I have ordered a Behringer Ultracurve and I have ECM 8000 mic. I'll use REW.

But I don't know what soundcard will be better for REW


emu_0404_usb

Tascam US-144 Mk2

Roland UA-55 Quad-Capture



In additon, I have no idea which is the best way to get a better sound

soundcard (which?)---->optical out----> ultracurve (EQ + DAC) -----> active monitors

soundcard (which?)----> analogue out ----> ultracurve (only EQ) ----> active monitors

What do you think?

Thank you.


----------



## EarlK (Jan 1, 2010)

> emu_0404_usb
> 
> Tascam US-144 Mk2
> 
> Roland UA-55 Quad-Capture


-* Not one *of those cards will work ( *with a Mac *running REW ) .

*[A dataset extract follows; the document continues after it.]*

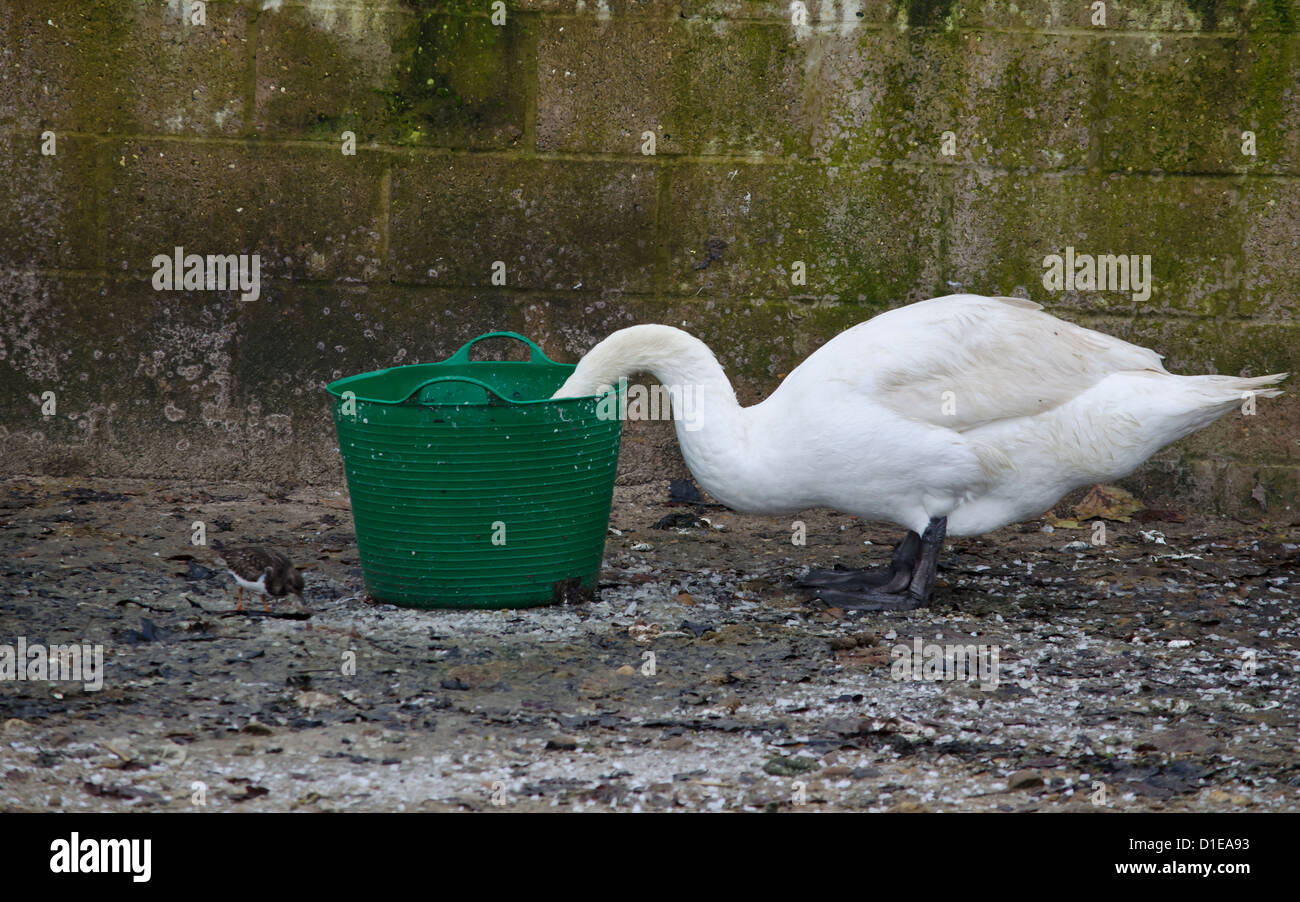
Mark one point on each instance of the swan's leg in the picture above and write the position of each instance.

- One needs ( when using a Mac ) to use a 2-chnl ( USB-based ) soundcard ( or else REW won't "sense" the inputs ) .

:sn:

PS : If using Windows, you need to research which company has the best reputation for keeping their drivers up-to-date with every new releases of Windows ( & _*I believe*_ Tascam may have the edge in that area ) .


----------



## manstein (Dec 16, 2012)

I'll use windows XP (SP 3)

Thanks


----------